Wow, talk about a challenging skill to teach…inferring is extremely hard for students to understand. We try to teach the students to look at clues…not just guess. We have to use inferencing with characters, story plot, problems, real life, vocabulary words, the list goes on!! I am ALWAYS and I mean ALWAYS looking for new ideas for myself and to share with my team on inferencing! (My team has the same issues.) and from the looks of it, most teachers have trouble teaching inferencing. Is it good enough just to say…oh well, if they get it, they get it…if they don’t, they don’t? No way. 🙂
So what to do about it? Research! I think I may have found something fabulous that will turn inferencing into a friend instead of that dreaded skill (or foe.) Check this out! This girl has already taught it this way–she says it works!! 🙂 She has 2nd graders, so I would need to extend it a bit for my third graders, but man does this sound better than what I have been doing. I will give a brief overview. 🙂
Here is a great book for inferencing! Instead of straight up reading the book to the kids (which this book doesn’t really lend itself for “reading”) play a game with it instead!! Here is a sample page of the book!

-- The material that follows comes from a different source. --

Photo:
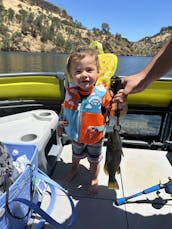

I am going to play “Are you Smarter than a 4th grader?” (Since I have 3rd graders) with my kids! I am going to say the clue or defintion and the students will infer the word! Some are harder than others–of course you can help the kids out! The key is to make sure they know the clues are the most important part!! Don’t just guess, make an educated inference. 🙂 Afterward–there is this great graphic organizer for the students to fill out! I think I will leave one word of the book out…and have them do that one on their own on the graphic organizer!
Next comes “Inferring About Me” activity, I think this will be a favorite of my students!
The students fill out the map about themselves but do not put their name on it yet! Then as a class, the students have to infer who the student is based on the character traits they listed! Then the students repeat the same exercise using characters from books. (For example, someone may fill one out on Flat Stanley) Then the students guess who their character was (tip: make sure the students pick a pretty well known character!) 🙂 I just love this idea! It works on character traits and inferences!
Again, I have to give credit to Made in the Shade Blog! I just put a few of my own touches on it to match my kiddos (3rd graders). I love all of her ideas though!